Still, the AHA contends it can address any infection control concerns that arise without an in-house staff or regularly scheduled committee meetings.
’We’re confident that we will be able to respond to any issue time will tell whether we have positioned the resources properly to be able to do the job,” Wade says. ’If we stumble, we will stumble, but we believe that we will be able to provide the kind of advocacy on this issue that is going to well represent our members.’
Though both Hardy and Wade cited the possibility of strengthening liaison and consulting relationships to keep the AHA active in infection control practice, they would not comment on possibly establishing some formal arrangement with the nation’s two major professional groups in the field APIC and SHEA.
Regardless, several observers noted the AHA action may leave a leadership void that only a heightened national presence by SHEA and APIC can fill, though neither group can claim the clout with hospital administrators enjoyed by the AHA.
’No one has the longstanding tradition, respect, and entree into hospitals that the AHA has particularly to the administrators of hospitals,” says Garibaldi, a past president of SHEA and a member of the APIC faculty at last year’s educational conference in Las Vegas. ’The AHA has a unique entree that neither SHEA nor APIC have.”
More resources available today
Noting that the AHA also was the major organization involved in infection control that was neither governmental nor volunteer-based, Garibaldi says the association now appears to be ’going into a reactive mode instead of proactive” in the area of hospital epidemiology.
However, many more resources are available in the field than when the AHA first became involved, says technical panel chairman Robert Weinstein, MD, chairman of the division of infectious diseases at Cook County Hospital in Chicago. In addition to the two professional associations, the CDC has formed the Hospital Infection Control Practices Advisory Committee, he notes.
’In light of all of those additional resources, the AHA probably sees some of the things that the technical panel has done in the past as less unique,” Weinstein says. ’The bottom line is that the other groups may be able to make up the gap, but it is always good to have an additional ally.
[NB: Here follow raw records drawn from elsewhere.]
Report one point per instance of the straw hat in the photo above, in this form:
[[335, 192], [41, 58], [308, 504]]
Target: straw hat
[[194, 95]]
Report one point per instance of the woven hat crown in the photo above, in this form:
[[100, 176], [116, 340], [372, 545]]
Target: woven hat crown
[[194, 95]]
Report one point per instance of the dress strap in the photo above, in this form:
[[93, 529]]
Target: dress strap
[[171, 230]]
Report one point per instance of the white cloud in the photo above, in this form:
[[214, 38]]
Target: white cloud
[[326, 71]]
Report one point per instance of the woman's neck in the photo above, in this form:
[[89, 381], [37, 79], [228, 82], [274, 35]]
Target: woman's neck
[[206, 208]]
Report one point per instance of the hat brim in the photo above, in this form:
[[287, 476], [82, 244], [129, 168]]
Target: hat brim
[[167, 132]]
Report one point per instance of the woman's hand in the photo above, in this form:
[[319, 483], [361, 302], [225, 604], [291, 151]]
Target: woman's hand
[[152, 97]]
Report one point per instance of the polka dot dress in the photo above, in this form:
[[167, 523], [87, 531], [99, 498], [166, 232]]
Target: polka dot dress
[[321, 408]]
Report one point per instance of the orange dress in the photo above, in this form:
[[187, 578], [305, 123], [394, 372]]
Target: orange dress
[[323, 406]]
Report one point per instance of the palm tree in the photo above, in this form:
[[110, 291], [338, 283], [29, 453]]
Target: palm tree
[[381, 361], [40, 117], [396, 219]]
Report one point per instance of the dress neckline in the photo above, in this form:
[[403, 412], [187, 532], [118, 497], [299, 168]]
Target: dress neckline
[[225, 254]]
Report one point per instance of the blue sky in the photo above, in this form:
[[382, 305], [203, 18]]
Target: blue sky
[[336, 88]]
The hospital association if they don’t continue to pursue infection control issues aggressively will be one ally lost. This is the sort of thing where the more people on your side, the better off you are.”
Reference
1. Goldmann DA, Weinstein RA, Wenzel RP, et al. Strategies to prevent and control the emergence and spread of antimicrobial-resistant microorganisms in hospitals: A challenge to hospital leadership. JAMA 1996; 275:234-240.